Following are some of the problems you might encounter. In each case, you might respond either with changes to the authoring DTD or with changes or customizations to the authoring tools and environment, depending on your resources and preferences.

  • The DTD may be very large, with too many choices of elements in various contexts for authors to handle well.

    Even in an SGML-aware authoring tool, the number of element choices in some contexts might be overwhelming. For example, a typical context that contains information units might allow thirty elements, with eight of them being different types of list. One solution might be to subset the DTD to just the portions that authors actually need. If subsetting doesn't help, ensuring that elements in the same class are grouped together when presented to an author can be useful. You might accomplish this in one of several ways:

    • Actually changing the generic identifiers in the authoring DTD so that elements will be presented alphabetically in the appropriate classes (list-bulleted and list-numbered instead of bulleted-list and numbered-list)

    • Aliasing” the elements in the authoring tool

    • Customizing the tool to produce a special dialog box that presents often-used elements first or presents the elements by class

    • Creating wrapper elements in the authoring DTD to present fewer choices to the author until a class is selected (adding a list element that contains one of the eight kinds of list)

    • Mapping special key presses or commands to actions that insert templates containing commonly used elements

  • The tags may be too long, or the element names too hard to type or read.
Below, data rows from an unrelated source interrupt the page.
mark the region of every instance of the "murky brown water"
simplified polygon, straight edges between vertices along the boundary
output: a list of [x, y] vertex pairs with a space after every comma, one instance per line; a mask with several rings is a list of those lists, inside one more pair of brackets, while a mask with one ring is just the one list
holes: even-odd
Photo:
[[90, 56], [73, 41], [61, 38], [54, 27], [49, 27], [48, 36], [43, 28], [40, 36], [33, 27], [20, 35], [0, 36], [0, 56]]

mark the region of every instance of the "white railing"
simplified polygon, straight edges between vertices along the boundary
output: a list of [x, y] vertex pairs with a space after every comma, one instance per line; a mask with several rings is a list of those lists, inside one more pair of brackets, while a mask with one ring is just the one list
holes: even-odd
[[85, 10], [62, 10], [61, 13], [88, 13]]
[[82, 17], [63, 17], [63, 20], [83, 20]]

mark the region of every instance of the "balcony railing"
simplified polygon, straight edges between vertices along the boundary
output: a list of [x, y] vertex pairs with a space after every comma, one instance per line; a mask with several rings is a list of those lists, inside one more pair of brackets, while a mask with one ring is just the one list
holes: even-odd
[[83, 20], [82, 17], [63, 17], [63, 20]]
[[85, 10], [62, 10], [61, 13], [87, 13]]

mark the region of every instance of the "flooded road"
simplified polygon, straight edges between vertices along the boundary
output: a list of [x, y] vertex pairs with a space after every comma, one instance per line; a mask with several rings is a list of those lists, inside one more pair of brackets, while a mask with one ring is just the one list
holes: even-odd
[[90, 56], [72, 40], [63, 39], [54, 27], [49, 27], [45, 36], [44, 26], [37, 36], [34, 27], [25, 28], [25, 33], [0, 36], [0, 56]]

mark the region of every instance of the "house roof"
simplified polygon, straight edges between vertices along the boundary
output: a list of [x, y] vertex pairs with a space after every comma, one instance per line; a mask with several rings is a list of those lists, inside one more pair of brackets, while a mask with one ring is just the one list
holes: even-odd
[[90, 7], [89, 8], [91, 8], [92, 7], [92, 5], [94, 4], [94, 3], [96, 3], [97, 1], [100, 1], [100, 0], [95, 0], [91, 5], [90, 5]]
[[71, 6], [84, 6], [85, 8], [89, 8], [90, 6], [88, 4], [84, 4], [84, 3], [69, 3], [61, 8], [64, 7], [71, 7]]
    Obviously, one solution is to change the element names. If there are reasons to keep the original names, however, there are other solutions. It may be possible to “alias” the names to better ones in the authoring environment, or minimization techniques can be used to reduce the amount of typing.

  • Some content models, which may be suitable for finished documents, may be too restrictive for use during the authoring process.

    If authors are continually frustrated by validation errors in their partial or draft documents, and the errors add nothing to their ability to produce high-quality documents, then the authoring DTD may need relaxed versions of the relevant content models.